En 1988, il réalise son premier clip pour son groupe, Junior et sa voix d’or puis la même année suivent Un Joyeux Noël et Bolide. Jusqu’en 1992, il jongle entre clip « perso » et « commande extérieure » essentiellement avec des chanteurs français.

Sa rencontre avec Björk

« Elle était venue faire des photos avec Mondino, elle a vu sur MTV un des clips que j’avais faits pour Oui Oui (La Ville) et elle a accroché.

Quand je l’ai vue arriver la première fois, elle avait l’air timide. Elle n’était pas tellement connue, à part avec les Sugarcubes.

Au tout premier abord, j’ai été un peu déçu parce qu’elle a une sorte de beauté qui passe plus à l’image. Au naturel, elle a cette beauté, mais en lui donnant un peu de temps. En dix minutes, ça y est, on est conquis. On était allés déjeuner ensemble et on a commencé à parler de choses et d’autres qu’on aimait et ça a fusé. Il y avait plein de petits détails, des films qu’on aimait ­on préférait les dessins animés des pays de l’Est plutôt que Disney au niveau de l’animation, on aimait bien ce qui était fait à la main, où on voyait la facture, ce qu’elle appelle lo-tech vs high-tech, la combinaison des deux. Ça a été assez rapide, on s’est dit plein de choses. Après le repas, j’avais plein d’idées dans la tête, je suis allé sur la table de travail et je lui ai concocté un petit story-board qui est devenu le clip de Human Behaviour. »

source : Björk : Témoignages, Anne-Claire Norot et Joseph Ghosn (lesinrocks.com) – 2001


Clippeur attitré de Björk

Parmi ses différentes collaborations, celle avec Björk constitue probablement l’une des plus marquantes. D’abord par sa richesse et pour le caractère « spécial » de leur relation et enfin parce qu’elle marque respectivement le début de leur carrière internationale.


Les deux complices travaillent en commun dans l’élaboration des clips.


« Avec Björk, on s’envoie des tonnes de fax, d’idées, il y a de longues discussions, des échanges d’images. » [5]


« Je pensais avoir une relation privilégiée avec elle, mais je me suis rendu compte plus tard que c’est une relation qu’elle a avec beaucoup de gens. Elle a cette relation presque intime, dans le sens créatif, avec tous les gens avec qui elle collabore.

Parmi tous les artistes avec qui j’ai travaillé, c’est la personne la plus stimulante que j’ai rencontrée ­ et qui sait le plus vous donner confiance en vous. Elle voit en vous ce que les autres n’ont pas encore vu.
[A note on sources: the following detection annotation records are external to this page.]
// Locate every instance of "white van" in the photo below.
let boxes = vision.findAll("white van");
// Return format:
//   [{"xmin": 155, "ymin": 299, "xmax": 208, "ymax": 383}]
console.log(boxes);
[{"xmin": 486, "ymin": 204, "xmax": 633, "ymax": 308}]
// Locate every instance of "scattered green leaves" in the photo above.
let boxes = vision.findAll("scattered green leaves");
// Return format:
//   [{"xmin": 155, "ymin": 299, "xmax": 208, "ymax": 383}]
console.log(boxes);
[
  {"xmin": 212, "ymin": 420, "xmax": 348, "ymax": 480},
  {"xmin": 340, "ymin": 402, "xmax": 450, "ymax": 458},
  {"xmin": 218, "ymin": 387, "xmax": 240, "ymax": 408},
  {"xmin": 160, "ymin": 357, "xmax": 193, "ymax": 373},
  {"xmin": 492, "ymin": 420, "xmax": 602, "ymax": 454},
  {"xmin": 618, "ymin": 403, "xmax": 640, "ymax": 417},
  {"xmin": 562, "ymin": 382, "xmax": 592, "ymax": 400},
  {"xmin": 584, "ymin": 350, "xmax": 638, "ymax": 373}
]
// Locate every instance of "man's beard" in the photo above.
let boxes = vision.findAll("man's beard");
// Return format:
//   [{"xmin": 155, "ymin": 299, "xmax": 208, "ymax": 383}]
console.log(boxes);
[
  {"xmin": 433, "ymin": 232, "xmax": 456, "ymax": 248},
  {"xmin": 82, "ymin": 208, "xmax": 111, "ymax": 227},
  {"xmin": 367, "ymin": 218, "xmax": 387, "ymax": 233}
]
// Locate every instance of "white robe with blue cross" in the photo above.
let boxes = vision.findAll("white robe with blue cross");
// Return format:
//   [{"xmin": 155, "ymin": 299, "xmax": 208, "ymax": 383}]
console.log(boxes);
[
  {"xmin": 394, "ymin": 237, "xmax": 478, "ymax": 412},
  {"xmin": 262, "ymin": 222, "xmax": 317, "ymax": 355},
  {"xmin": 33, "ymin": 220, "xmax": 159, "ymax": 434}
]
Au contraire de gens comme Madonna, qui vont toujours chercher des gens qui sont à la mode, Björk trouve des gens de nulle part et reste fidèle. On a fait six clips ensemble, c’est la seule artiste pour qui j’ai fait autant de clips.

Un truc génial, c’est qu’elle ne met pas les gens en compétition. Elle pense que quand on met les gens en compétition, on démarre une relation où les gens sont d’une certaine manière humiliés. C’est facile d’avoir une relation de créativité avec elle, mais elle a quand même pas mal de choses à dire et elle m’a pas mal dirigé dans certaines choses qu’elle voulait faire. Mais ça ne m’a pas dérangé, c’est un enrichissement pour moi.

Son image, elle n’y prête pas plus d’importance que ça. Elle se fiche d’avoir l’air fatigué, elle n’a pas cette histoire d’ego et de beauté miroir qu’ont la plupart des artistes femmes. Par contre, elle attache beaucoup d’importance au visuel, elle considère le clip à sa juste valeur, c’est un prolongement de ses chansons.

Björk et moi, on a créé ensemble un univers visuel, on est entrés ensemble dans un paysage qu’on créait tous les deux, je n’ai donc pas eu l’impression que c’était dur de rentrer dans son univers. Et puis, elle est très simple d’approche, et nos univers sont proches. Au niveau de nos parents, on a vécu des trucs un peu similaires. Je n’ai jamais ressenti de différence culturelle avec elle, au contraire. Pour les clips suivants, on s’est mis une sorte d’autopression parce qu’il fallait placer la barre plus haut, ne pas se répéter, ne pas faire moins bien.

Chaque fois, j’ai essayé de l’emmener dans des directions différentes, même si entre Human Behaviour, Isobel et Bachelorette, on voulait une sorte de fil conducteur. Ça l’intéressait d’avoir une sorte de pointillé entre les différentes vidéos qu’on a faites ensemble.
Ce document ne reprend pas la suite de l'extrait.